Ouch. Yoga feels nice, though. I was in a single-car accident after evening yoga once, I was so relaxed. (there obviously exist more and less cardio-intensive and strength-intensive yoga practices, though)
Where the book covers topics I had previously read about elsewhere, it doesn’t contradict well known existing literature. For instance, it points out that your spouse is the biggest influence on your exercise habits. It also shows that if you want to stay young, “vigorous aerobic exercise makes your DNA look several decades younger than it is.

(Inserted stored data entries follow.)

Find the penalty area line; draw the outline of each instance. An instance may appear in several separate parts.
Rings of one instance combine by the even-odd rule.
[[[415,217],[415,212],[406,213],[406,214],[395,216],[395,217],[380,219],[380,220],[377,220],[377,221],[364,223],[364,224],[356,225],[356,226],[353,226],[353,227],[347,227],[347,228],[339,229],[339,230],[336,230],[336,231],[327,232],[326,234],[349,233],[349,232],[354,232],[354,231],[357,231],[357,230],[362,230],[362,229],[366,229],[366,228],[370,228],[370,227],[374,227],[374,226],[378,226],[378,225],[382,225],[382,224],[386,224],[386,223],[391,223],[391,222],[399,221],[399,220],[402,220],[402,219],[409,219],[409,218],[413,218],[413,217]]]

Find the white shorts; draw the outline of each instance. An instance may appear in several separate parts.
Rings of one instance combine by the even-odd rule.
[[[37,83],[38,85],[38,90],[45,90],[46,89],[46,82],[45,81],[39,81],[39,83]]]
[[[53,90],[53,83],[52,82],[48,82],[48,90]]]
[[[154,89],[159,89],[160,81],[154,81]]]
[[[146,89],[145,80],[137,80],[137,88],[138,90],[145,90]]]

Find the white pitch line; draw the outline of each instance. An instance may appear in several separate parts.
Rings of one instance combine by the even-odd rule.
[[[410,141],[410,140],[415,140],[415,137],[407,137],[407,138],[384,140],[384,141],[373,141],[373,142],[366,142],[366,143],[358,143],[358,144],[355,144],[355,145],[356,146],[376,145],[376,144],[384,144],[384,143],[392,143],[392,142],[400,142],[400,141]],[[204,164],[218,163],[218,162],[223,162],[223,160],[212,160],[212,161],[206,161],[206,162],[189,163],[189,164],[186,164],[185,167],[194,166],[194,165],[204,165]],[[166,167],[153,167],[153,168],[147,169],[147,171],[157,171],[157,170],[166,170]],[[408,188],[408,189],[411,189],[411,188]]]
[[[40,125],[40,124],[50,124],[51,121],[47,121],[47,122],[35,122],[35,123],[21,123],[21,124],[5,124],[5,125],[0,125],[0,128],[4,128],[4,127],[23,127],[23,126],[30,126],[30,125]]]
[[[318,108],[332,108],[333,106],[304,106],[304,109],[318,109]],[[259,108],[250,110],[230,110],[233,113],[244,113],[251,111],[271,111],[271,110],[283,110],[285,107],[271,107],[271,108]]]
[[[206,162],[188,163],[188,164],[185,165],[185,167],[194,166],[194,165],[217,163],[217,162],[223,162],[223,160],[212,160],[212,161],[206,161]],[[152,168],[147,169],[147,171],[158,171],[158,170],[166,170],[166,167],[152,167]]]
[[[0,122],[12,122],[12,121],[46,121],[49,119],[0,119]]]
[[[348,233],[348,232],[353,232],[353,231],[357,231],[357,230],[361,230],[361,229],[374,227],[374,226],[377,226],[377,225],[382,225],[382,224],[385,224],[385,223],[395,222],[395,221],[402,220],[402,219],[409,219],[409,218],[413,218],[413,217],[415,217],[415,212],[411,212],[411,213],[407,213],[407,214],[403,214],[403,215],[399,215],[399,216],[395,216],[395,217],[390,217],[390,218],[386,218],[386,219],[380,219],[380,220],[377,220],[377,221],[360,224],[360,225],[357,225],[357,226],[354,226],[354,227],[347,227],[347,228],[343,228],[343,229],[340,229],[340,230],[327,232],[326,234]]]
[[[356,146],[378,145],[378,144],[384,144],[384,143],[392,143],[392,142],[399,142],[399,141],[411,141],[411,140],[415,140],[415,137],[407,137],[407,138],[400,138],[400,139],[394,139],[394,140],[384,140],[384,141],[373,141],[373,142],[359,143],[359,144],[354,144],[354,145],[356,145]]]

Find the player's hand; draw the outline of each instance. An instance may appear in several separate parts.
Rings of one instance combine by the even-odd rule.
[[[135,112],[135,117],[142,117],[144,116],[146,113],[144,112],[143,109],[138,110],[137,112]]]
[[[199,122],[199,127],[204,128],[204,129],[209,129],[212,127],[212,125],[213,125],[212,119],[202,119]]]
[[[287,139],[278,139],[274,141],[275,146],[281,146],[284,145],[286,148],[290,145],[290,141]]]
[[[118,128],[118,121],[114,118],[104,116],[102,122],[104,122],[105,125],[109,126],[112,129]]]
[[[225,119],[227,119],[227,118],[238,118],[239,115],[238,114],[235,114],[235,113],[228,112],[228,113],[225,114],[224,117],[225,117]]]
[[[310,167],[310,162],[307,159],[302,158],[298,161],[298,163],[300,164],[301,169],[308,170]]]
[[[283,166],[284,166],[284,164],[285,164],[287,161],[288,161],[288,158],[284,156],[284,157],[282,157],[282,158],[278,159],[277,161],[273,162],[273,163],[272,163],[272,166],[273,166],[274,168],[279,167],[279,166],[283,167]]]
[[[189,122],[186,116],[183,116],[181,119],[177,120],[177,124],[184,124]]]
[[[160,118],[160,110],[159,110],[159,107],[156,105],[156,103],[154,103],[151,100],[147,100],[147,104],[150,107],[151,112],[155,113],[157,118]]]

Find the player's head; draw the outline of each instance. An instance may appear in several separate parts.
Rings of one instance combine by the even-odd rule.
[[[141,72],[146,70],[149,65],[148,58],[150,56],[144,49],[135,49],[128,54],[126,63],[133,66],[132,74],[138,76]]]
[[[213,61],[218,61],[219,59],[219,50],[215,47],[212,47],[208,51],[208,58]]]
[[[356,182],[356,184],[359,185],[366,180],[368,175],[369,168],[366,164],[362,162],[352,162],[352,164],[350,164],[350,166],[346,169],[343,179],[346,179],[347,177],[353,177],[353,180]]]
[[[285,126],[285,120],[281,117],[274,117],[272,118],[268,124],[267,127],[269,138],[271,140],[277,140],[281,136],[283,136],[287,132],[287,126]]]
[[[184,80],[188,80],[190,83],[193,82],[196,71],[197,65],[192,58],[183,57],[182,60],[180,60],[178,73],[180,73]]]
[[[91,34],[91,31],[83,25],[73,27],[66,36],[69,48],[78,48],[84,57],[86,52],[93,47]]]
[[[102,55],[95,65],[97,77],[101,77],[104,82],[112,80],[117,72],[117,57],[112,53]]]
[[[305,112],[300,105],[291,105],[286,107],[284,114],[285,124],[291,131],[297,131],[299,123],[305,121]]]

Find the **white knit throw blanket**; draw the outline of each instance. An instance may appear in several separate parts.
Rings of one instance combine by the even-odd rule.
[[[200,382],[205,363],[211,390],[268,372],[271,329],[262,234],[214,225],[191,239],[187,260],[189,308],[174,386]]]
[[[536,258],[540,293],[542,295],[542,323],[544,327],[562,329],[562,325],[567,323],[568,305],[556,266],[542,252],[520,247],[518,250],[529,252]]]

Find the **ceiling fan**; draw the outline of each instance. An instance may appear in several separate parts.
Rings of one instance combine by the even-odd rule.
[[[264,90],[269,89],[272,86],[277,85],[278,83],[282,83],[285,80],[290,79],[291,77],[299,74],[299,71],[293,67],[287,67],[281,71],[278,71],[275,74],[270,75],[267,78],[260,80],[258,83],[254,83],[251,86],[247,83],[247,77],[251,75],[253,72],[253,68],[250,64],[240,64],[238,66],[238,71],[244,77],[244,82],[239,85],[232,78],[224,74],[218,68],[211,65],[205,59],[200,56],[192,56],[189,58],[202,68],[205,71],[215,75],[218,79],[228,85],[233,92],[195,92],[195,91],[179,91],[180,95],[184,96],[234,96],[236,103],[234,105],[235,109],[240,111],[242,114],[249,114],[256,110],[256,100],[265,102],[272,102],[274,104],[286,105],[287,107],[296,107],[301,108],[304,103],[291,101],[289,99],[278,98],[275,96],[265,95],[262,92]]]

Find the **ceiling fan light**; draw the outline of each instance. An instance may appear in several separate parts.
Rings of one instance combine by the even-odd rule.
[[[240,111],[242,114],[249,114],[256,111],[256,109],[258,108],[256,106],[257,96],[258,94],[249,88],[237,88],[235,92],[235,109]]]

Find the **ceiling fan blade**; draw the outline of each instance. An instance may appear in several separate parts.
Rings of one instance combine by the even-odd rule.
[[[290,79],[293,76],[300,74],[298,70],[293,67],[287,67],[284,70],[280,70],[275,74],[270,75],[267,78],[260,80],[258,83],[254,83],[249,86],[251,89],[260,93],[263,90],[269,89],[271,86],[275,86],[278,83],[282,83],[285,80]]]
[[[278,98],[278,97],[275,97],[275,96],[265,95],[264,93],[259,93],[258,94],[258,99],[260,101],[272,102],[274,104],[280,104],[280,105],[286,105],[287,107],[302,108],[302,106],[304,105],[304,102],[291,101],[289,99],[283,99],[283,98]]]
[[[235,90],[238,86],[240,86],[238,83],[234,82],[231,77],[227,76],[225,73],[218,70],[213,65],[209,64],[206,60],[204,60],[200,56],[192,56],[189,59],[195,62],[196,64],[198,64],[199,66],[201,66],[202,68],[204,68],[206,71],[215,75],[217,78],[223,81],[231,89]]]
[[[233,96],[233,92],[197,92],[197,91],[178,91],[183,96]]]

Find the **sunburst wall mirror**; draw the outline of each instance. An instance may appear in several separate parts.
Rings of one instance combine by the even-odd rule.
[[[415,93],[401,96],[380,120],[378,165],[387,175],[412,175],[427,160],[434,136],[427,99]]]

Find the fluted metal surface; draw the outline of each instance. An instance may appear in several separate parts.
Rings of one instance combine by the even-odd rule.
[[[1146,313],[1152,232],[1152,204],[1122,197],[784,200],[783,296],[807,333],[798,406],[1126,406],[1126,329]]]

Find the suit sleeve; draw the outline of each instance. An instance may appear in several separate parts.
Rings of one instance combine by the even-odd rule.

And that’s bad news for the sedentary groups.” In recent years, it’s been fashionable to dismiss exercise as useless for losing weight, but the reality has been that exercise is important for reasons more than losing weight:
Only the diet-plus-exercise group had significant improvements in insulin sensitivity, LDL chloresterol, and distolic blood pressure—crucial risk factors for heart disease and diabetes, but changes you can’t measure by looking in the mirror or stepping on a scale… (Pg. 157)In addition, the author takes on the typical prescriptions for exercise as being too little to even maintain your weight and not gain weight: “Managed to avoid significant weight gain throughout the study, and these women averaged a full hour of moderate exercise every day. Anything less was unusuccessful. That’s a lot of execise—unless you compare it to the daily lives of our ancestors who didn’t spend most of the day sitting at desks or in cars.” (Pg. 160)
Combine this with recurring warnings about savage correlations between long desk-computer-hours and death rate (even after controlling for amount of physical training, etc, although causality is far from proven, yet) , and you have to believe it’s worth exercising pretty hard and regularly. Failing that, at least eat very little. Getting fat just means more chances to get cancer (along w/ the risk of hard to escape vicious-cycle metabolic syndrome + heart disease + adult-onset diabetes + increased food cravings from increased fat cells that don’t die off when you lose weight again).